気象研究所台風研究部コロキウム

投稿者: | 2014年3月3日

宮地さんが気象研究所台風研究部コロキウムで台風の進路予測に関する修士論文について発表しました。 山口宗彦研究官他気象研究所の皆さんにお世話になりました。ありがとうございました。

Title: NCEP-GFSを用いた複数解析値からの台風進路予報実験

Presenter: 宮地哲朗・榎本剛(京大防災研)

Abstract: NCEPの全球予報モデルGlobal Forecast System(GFS)を用いて、NCEP、ECMWF、気象庁の解析値を初期値とした 進路予報実験を行い、進路予報誤差が初期値の違いとモデルの違いによりどのような影響を受けるのかを調べた。

2009年に北西太平洋で発生した22個の熱帯低気圧の平均進路予報誤差は、NCEP初期値の場合に比べ、 ECMWF初期値を用いた場合は改善し、気象庁初期値を用いた場合は悪化した。

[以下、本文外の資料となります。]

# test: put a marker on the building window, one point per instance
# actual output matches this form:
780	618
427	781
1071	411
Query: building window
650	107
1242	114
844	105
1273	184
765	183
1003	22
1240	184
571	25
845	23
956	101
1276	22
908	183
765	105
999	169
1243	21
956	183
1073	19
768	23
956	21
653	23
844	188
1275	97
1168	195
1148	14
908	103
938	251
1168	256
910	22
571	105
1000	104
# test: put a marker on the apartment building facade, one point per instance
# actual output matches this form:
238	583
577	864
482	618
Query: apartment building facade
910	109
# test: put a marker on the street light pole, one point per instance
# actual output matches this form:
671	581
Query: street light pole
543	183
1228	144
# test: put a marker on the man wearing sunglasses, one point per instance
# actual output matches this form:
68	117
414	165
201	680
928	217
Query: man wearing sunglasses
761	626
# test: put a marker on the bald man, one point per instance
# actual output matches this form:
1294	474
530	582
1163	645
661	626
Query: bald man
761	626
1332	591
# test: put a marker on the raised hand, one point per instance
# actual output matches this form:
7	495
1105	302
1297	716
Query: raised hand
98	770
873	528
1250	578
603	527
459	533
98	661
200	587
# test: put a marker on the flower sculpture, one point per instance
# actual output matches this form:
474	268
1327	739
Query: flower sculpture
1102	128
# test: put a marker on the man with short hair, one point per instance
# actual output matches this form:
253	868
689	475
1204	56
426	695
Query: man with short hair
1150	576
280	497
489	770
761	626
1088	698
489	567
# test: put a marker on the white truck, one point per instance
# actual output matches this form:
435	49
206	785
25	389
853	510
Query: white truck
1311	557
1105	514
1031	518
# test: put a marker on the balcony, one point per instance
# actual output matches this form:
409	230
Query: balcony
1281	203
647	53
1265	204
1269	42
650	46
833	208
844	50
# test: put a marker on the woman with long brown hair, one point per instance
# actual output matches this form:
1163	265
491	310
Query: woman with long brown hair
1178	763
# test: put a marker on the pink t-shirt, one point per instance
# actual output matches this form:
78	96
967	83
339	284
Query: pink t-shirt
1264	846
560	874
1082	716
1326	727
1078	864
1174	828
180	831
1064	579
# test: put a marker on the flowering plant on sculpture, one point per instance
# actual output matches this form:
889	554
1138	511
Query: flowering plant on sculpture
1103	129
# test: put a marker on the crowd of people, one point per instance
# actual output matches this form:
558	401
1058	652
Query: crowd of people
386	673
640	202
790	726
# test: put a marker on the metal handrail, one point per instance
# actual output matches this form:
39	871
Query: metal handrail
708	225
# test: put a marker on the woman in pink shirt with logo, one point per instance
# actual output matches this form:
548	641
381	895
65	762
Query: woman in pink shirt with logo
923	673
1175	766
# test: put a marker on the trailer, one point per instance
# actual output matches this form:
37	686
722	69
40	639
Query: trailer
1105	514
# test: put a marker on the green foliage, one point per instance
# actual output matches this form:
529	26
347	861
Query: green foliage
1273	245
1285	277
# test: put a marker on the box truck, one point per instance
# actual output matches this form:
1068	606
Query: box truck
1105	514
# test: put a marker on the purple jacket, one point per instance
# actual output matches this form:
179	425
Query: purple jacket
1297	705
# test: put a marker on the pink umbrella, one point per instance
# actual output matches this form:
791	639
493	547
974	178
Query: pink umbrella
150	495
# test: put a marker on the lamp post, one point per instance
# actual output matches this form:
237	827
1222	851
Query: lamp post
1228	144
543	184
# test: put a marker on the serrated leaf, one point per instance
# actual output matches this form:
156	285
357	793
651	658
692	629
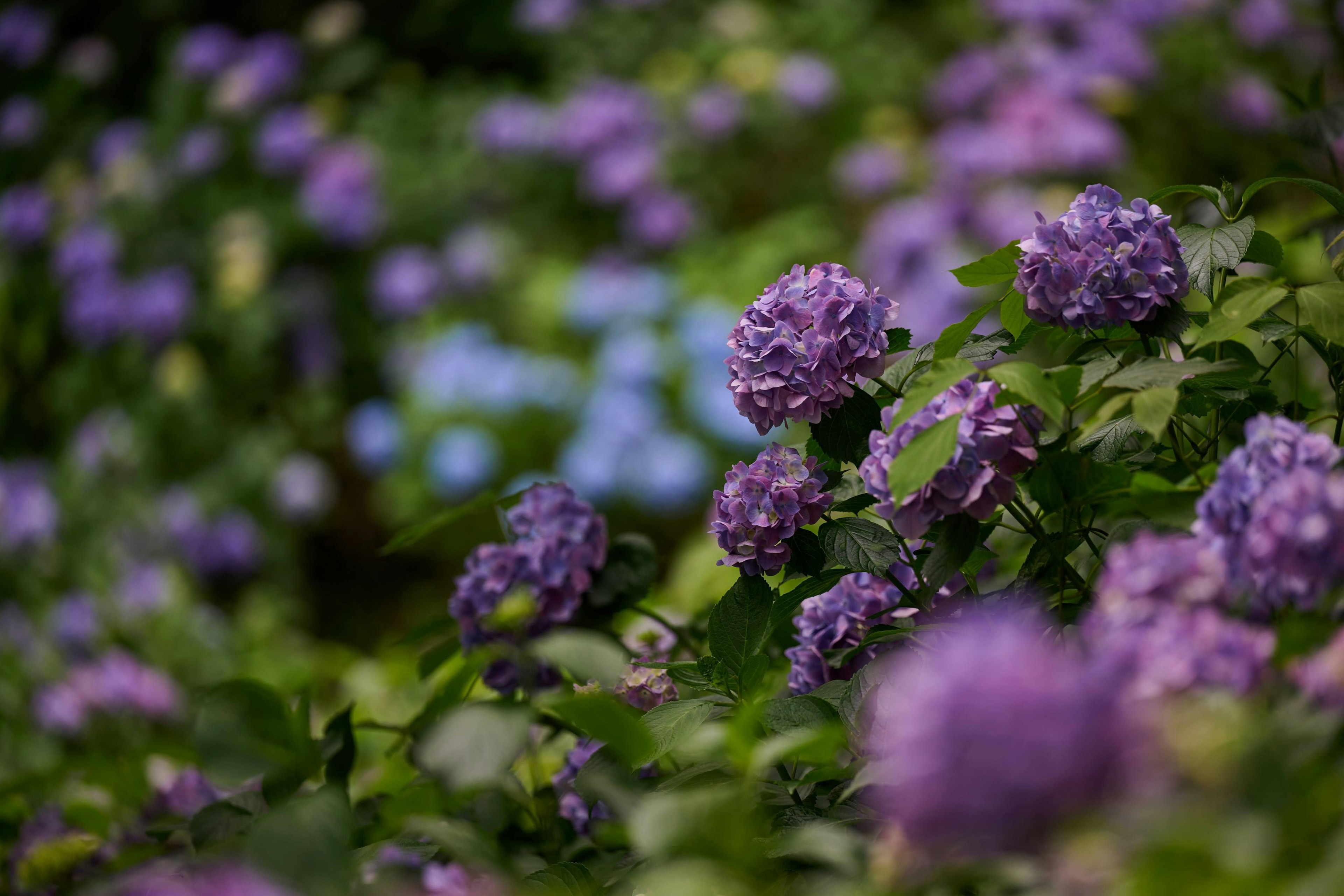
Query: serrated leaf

台風第20号Lupitの北への転向の予測は、初期値の交換により予測が大きく改善し、初期値の再現性が重要である ことが分かった。この結果は、気象庁のモデルを用いたYamaguchi et al.(2012)の結果と一致する。 Yamaguchi et al.(2012)で予報モデルの重要性が指摘されていた台風第17号Parmaの事例では、 気象庁予測に見られた北進バイアスは、気象庁初期値を用いたGFSによる予測では減少し、予報モデルの違いによる 改善が見られた。しかし、NCEP初期値では見られない北進バイアスが依然残っており、初期値の違いの影響も示唆された。

最後に、初期値の渦成分と環境場成分を互いに入れ替える実験を行い、初期渦の違いが予測誤差に与える影響を調べた。 Parmaの事例では、初期渦の鉛直構造に違いが見られたが、予測進路は環境場成分として用いた初期値の結果とほぼ同じ進路となり、初期環境場の再現性が重要な事例であったと考えられる。